Gracias a la prolongada enfermedad (mental y física) resultante de su error, había efectuado su presentación en sociedad a la avanzada edad de veinte años. Sin embargo, llevaba mucho tiempo estudiando a los caballeros de su mismo círculo social, sopesando sus caracteres con el mismo cuidado con el que su padre sopesaba las características de sus nabos y sus guisantes, de sus vacas, sus ovejas y sus cerdos. Mientras su padre estudiaba la forma de hacer que sus cosechas y sus rebaños crecieran, ella estudiaba la manera de hacer que los hombres perdieran el interés en ella.
Aprendió a ser aburridísima con este, indiferente hasta hacerse invisible con aquel. Con uno hablaba por los codos. Con otros no decía absolutamente nada. En ocasiones perdía el hilo de la conversación y se distraía con el vuelo de una mosca. Alguna que otra vez se le olvidó reconocer a un hombre al que conocía de hacía tiempo. Y en más de una oportunidad condujo a su pretendiente a los brazos de otra mujer.
Esa última maniobra requería extrema pericia y sutileza.
Todas requerían extrema pericia y sutileza, de hecho. Con indiferencia de la técnica que usara, siempre debía parecer dulce y agradable.
Para una joven atractiva y rica era una tarea muy ardua evitar casarse y, además, evitar que la pillaran intentando no casarse.
Debería avergonzarse por engañar a su padre de esa manera, pero la verdad era muchísimo más vergonzosa.
—Lizzie y yo hemos redactado una lista de caballeros que creemos que serán de tu agrado —dijo su padre—. En cuestión de un mes llegarán a Lithby Hall para quedarse dos semanas. Por supuesto, algunas de tus primas y amigas también vendrán para igualar las filas. Así tendrás la oportunidad de conocer a los caballeros. Además, sin las distracciones de la capital, ellos tendrán una oportunidad de ganarse tu afecto. —La miró con una sonrisa radiante.
Cuando lord Lithby sonreía así, daba la sensación de que los rayos del sol brotaban de su alma.
Le devolvió la sonrisa. ¿Cómo no hacerlo cuando su padre estaba encantadísimo con su aterradora idea?
—Si no sale bien esta vez, lo volveremos a intentar durante la temporada de caza —prosiguió—. Tampoco es tan raro que tengamos invitados en algunos eventos.
Aunque no había añadido un «pero», supo que había uno.
Se había propuesto encontrarle un esposo gracias a su método, y dijera lo que dijese, estaba seguro de que lo conseguiría a la primera. Se llevaría una terrible desilusión si no era así.
Decepcionarlo la mataría.
Complacerlo la mataría igualmente.
—Estoy segura de que saldrá bien, papá —afirmó—. Por supuesto que confío en tu buen juicio.
—Buena chica. —Le dio unas palmaditas en el hombro.

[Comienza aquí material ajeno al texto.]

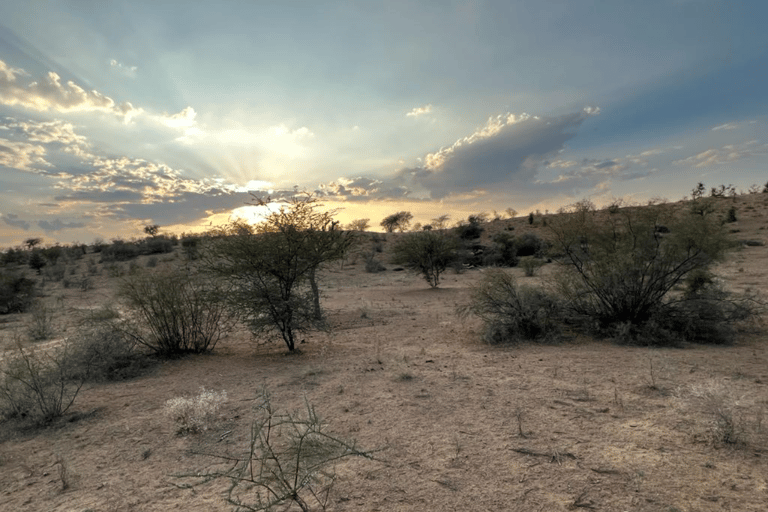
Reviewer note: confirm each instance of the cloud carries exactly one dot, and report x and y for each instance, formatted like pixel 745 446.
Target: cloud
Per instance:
pixel 46 132
pixel 58 225
pixel 360 188
pixel 22 156
pixel 121 68
pixel 726 154
pixel 726 126
pixel 419 111
pixel 13 220
pixel 183 119
pixel 508 149
pixel 50 94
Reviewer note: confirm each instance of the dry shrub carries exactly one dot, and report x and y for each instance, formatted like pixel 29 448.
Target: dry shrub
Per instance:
pixel 289 462
pixel 512 313
pixel 726 421
pixel 196 414
pixel 38 385
pixel 101 353
pixel 174 311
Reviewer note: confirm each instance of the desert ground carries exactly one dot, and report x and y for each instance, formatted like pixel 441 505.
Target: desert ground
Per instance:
pixel 580 423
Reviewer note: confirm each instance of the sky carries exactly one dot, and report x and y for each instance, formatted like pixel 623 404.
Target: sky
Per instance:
pixel 119 114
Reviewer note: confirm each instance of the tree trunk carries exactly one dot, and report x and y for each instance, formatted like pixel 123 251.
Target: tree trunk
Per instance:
pixel 315 295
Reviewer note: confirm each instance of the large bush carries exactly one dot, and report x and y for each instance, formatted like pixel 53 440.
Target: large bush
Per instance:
pixel 513 313
pixel 621 269
pixel 16 293
pixel 174 312
pixel 427 252
pixel 271 268
pixel 38 385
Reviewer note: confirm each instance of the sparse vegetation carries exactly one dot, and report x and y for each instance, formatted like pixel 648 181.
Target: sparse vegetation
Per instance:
pixel 426 252
pixel 289 461
pixel 513 313
pixel 397 221
pixel 196 414
pixel 174 312
pixel 620 269
pixel 16 292
pixel 38 386
pixel 270 266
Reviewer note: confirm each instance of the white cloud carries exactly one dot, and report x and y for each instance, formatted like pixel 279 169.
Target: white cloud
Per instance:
pixel 726 126
pixel 726 154
pixel 14 220
pixel 129 71
pixel 508 149
pixel 419 111
pixel 22 156
pixel 50 94
pixel 183 119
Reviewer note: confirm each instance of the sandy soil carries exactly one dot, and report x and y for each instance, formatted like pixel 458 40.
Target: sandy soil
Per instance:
pixel 581 424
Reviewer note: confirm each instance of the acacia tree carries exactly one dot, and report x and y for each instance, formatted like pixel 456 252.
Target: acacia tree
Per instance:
pixel 397 221
pixel 621 267
pixel 359 224
pixel 427 252
pixel 272 267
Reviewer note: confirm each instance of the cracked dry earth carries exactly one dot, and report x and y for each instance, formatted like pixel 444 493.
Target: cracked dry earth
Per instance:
pixel 579 425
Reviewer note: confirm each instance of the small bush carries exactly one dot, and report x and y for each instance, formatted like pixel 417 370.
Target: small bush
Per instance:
pixel 41 326
pixel 372 265
pixel 427 252
pixel 190 245
pixel 196 414
pixel 507 246
pixel 470 231
pixel 725 423
pixel 289 461
pixel 16 293
pixel 174 312
pixel 513 313
pixel 157 245
pixel 530 245
pixel 38 386
pixel 120 251
pixel 55 272
pixel 100 353
pixel 530 265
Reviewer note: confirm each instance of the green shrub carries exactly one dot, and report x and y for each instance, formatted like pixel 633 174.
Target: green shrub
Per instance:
pixel 41 325
pixel 470 231
pixel 174 312
pixel 512 313
pixel 190 245
pixel 196 414
pixel 506 244
pixel 529 245
pixel 288 462
pixel 157 245
pixel 427 252
pixel 531 265
pixel 620 269
pixel 38 386
pixel 16 293
pixel 120 251
pixel 36 261
pixel 101 353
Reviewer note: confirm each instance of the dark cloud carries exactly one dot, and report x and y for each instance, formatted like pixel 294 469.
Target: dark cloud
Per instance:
pixel 58 225
pixel 14 220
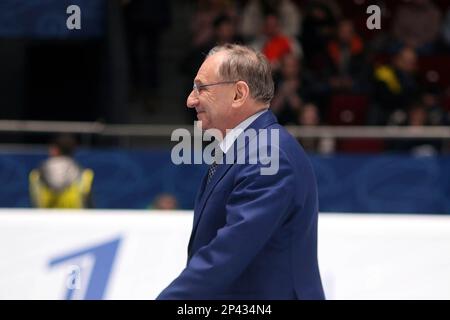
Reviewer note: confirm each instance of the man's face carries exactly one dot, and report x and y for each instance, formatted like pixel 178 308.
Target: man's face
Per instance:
pixel 212 103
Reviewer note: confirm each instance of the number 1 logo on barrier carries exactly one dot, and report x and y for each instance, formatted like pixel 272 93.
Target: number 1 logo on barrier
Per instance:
pixel 90 278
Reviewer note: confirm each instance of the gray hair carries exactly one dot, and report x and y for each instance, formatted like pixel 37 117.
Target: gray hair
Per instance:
pixel 245 64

Una vez zanjado el asunto, y ajeno por completo a la bomba que había lanzado, siguió con otros temas: algo acerca de una propiedad colindante... La Cancillería había resuelto el asunto con milagrosa rapidez... pero lord Hargate... sus hijos... el artículo de Carsington sobre la sal... el gabarro en las ovejas...
Charlotte intentó prestarle atención, pero su cabeza era un hervidero y le resultaba imposible. Pasaba de un pensamiento aterrador a otro, de un recuerdo indeseado a otro. Miró a la cerda y envidió su felicidad porcina. Envidió la certeza inamovible que tenía Jacinta acerca de su lugar y de su función en el mundo.
Lord Lithby se marchó enseguida para hablar con el guardabosques y Charlotte se fue por su lado, llevándose su atribulada mente con ella.